Charge-balance analysis using pymatgen

I’m trying to better figure out the topic of charge-balance analysis in chemical compositions, using functions offered by pymatgen.

In particular, I’m interested in this as I’m working with generative machine learning models for inorganic compositions, and I’m trying to assess how many chemical compositions sampled from my trained models are charge-balanced.

Something that it’s not clear to me, is that this kind of analysis (using for example oxi_state_guesses() ) seems to require chemical compositions to have integer coefficients.

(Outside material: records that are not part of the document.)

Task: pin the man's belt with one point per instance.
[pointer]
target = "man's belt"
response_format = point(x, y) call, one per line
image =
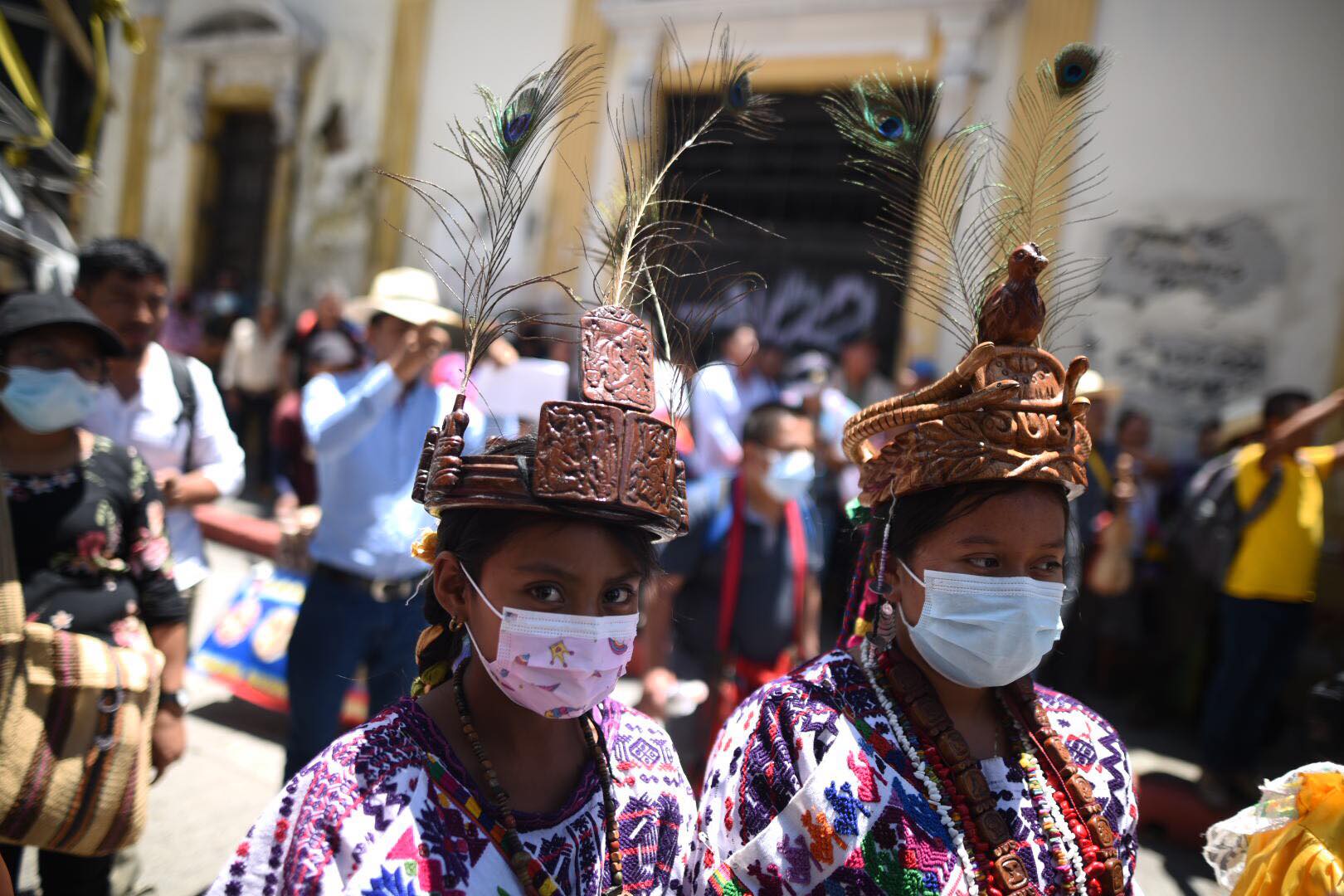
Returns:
point(382, 590)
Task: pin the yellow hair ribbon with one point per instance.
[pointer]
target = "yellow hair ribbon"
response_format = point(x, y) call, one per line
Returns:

As non-material-scientist, I’ve understood that in inorganic chemistry it’s very frequent to encounter compounds that are non-stoichiometric (with coefficients ranging in a continuous space) and then this charge balance analysis using automated tools seems not to be straightforward anymore.

That’s why I’m wondering if there is someway to convert non-stoichiometric compounds in my dataset to re-normalized stoichiometric ones using pymatgen, I’m listing an example of what I would think to obtain below:

Let’s say I have in my dataset the compound Hg0.7 Cd0.3 Te1. It is charge-balanced considering oxidation numbers (+2, +2, -2)

From basic rules of Chemistry that I remember from high school, if we divide by the smallest coefficient and then multiply by a suitable small number, we obtain the normalized compound. So in this case we would get

Hg0.7 Cd0.3 Te1 —> Hg7 Cd3 Te10

and (obviously) the resulted composition is still charge balanced with oxidation numbers (+2,+2,-2).

So, is there a similar way to bring my dataset into such equivalent representation in order to be able to check charge-balance in a quicker manner?

Hey Federico,

I’m not sure if you’re still facing this problem, but is what you are trying to do is determine an empirical formula given a non-empirical formula?